Even though this colorful mushroom can be found all over the world, until recently its medicinal qualities were only appreciated in South East-Asia, where mushrooms are highly valued and an important part of the traditional medicinal systems. In the old days teas and soup-like decoctions where a common way to use it.
YunZhi (or Yun Zhi, which means ‘cloud mushroom’) was mentioned in the first written text on medicinal herbs, Shennong Ben Cao Jing, (around 200 BC – Han Dynasty). There is also a record in the Compendium of Materia Medica (Ben Cao Gang Mu) by Li ShiZhen (15th century – Ming dynasty): “The black and green Yun Zhi are beneficial to one’s spirit and vital energy and strengthen one’s tendon and bone. If Yun Zhi is taken for a long time, it will make one vigorous and live long“. Teas and decoctions made of the mushrooms fruiting body were used to improve general health and vitality.
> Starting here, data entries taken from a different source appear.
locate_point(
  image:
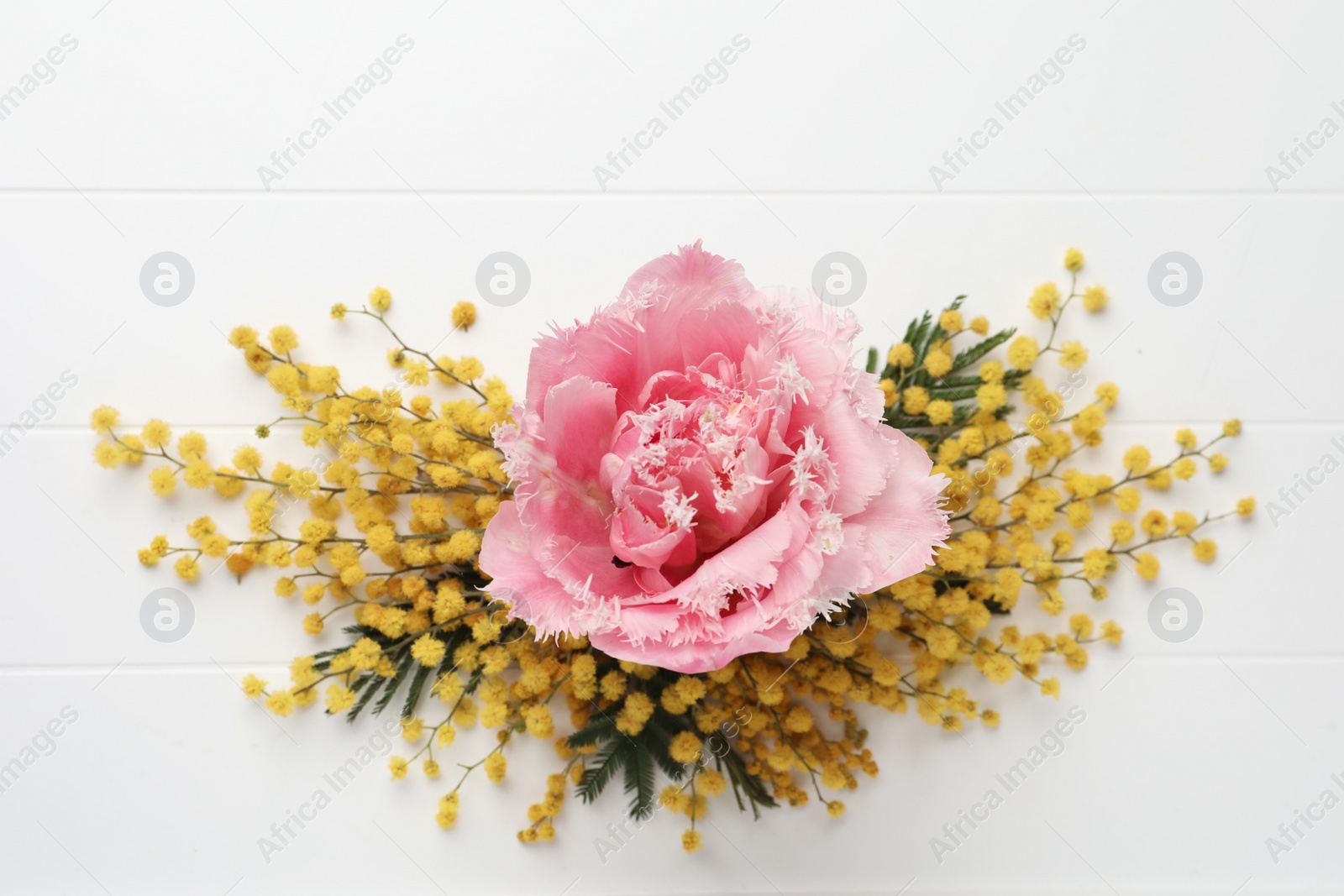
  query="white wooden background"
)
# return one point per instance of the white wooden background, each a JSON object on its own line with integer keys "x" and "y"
{"x": 820, "y": 139}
Coriolus Versicolor in its natural habitat
Around 1965 Coriolus versicolor was discovered by modern science. A popular (but unverifiable) story circulating on the internet goes as follows: a chemical engineer working for the Japanese Kureha Chemical Industry Company Ltd., observed his neighbor attempting to cure himself of gastric cancer after having been rejected for treatment by the hospitals. The man turned towards a traditional medicine, Saru-no-koshikake, which is a tea made from the Coriolus versicolor. He used this for several months and, amazingly enough, he managed to cure himself. The engineer was intrigued and convinced his employer to investigate the mushroom in depth.
The rest is history. Kureha Labs. managed to isolate active compounds from the mycellium (the underground ‘roots’ of the mushroom) and identified the most potent mycelia strain (CM-101). The mycelia contained a very specific type of protein-linked polysaccharide (beta-glucan), which seemed to be responsible for its therapeutic effects. Such a compound is called “proteo-glycan” or “glyco-protein“.
PSK and PSP
This PSK (PolySaccharide-Kureha) was discovered and isolated for the first time in 1969. The isolation protocol was patented and after several years of research and clinical trials the product was ratified as an official medicine under the brandname Krestin in 1977 by the Japanese Ministry of Health.
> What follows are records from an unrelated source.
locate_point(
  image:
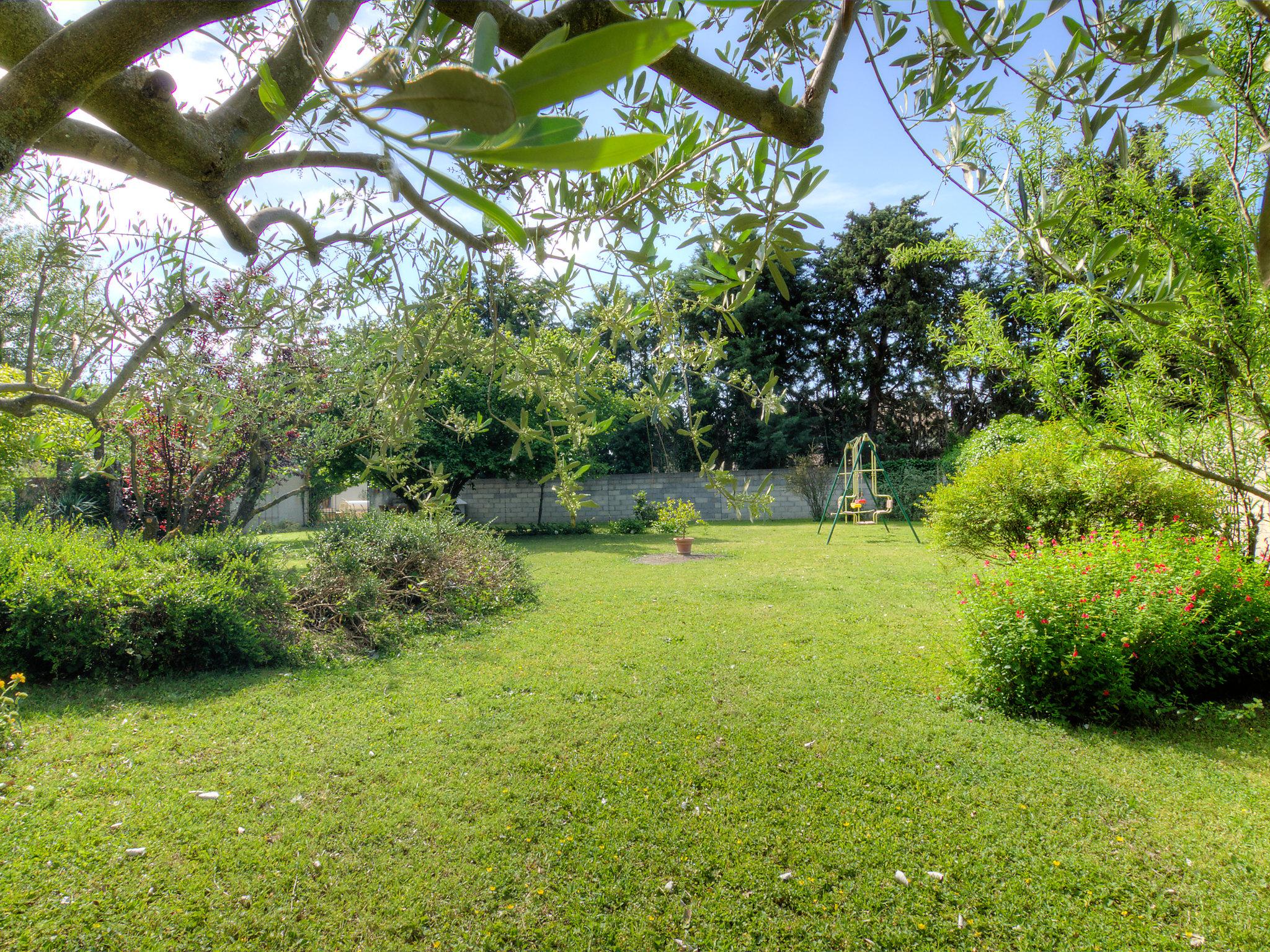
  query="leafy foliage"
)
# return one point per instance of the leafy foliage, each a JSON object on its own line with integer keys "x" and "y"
{"x": 1118, "y": 626}
{"x": 1057, "y": 487}
{"x": 677, "y": 517}
{"x": 810, "y": 478}
{"x": 76, "y": 601}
Five years later the Chinese professor Qing-yao Yang managed to isolate an even more potent variation from a different strain of mycelia; PSP.
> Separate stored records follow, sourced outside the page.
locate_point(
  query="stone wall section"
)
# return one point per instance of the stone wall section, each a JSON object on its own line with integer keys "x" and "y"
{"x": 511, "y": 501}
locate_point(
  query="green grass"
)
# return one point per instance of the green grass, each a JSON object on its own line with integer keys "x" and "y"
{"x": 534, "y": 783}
PSP (polysaccharopeptide) was ratified as an official medicine by the Chinese Government in 1992/93.
In the rest of the world both Krestin and PSP are not seen as medication, not because they do not work, but, to quote the Spanish Health authorities (1983): ‘due to the lack of a single identifiable active ingredient which could define the “mechanism of action‘. The American FDA shared this opinion a little bit later.
We quote an American oncologist ( Dr. West, M.D.) to illustrate the general knowledge (or lack thereof) about Krestin and related medication:”There may well be a significant literature on Krestin/PSK, but neither of these terms appears in the index of any of the four most complete tomes I have on the subject of oncology and cancer drugs, covering about 8500 pages on the subject in total. These are American books that I’m sure don’t cover every drug used elsewhere, but those terms have never been mentioned in my presence or appeared on any page I’ve had occasion to read in my medical training. While it may be well-known in Asia, it’s not really a topic covered in the US-based literature.“
Around 1987 Krestin ranked as nr. 1 in Japan as the most used anti-cancer medication, taking 25% of the health insurance budget. Countless dietary supplements based on Turkey Tail are for sale all over the world, but most of the time these are no more than simple hot water extracts of the fruiting body (limited therapeutic effect) or dried and powdered Coriolus fruiting bodies or mycelium biomass (mostly indigestible, so limited effect).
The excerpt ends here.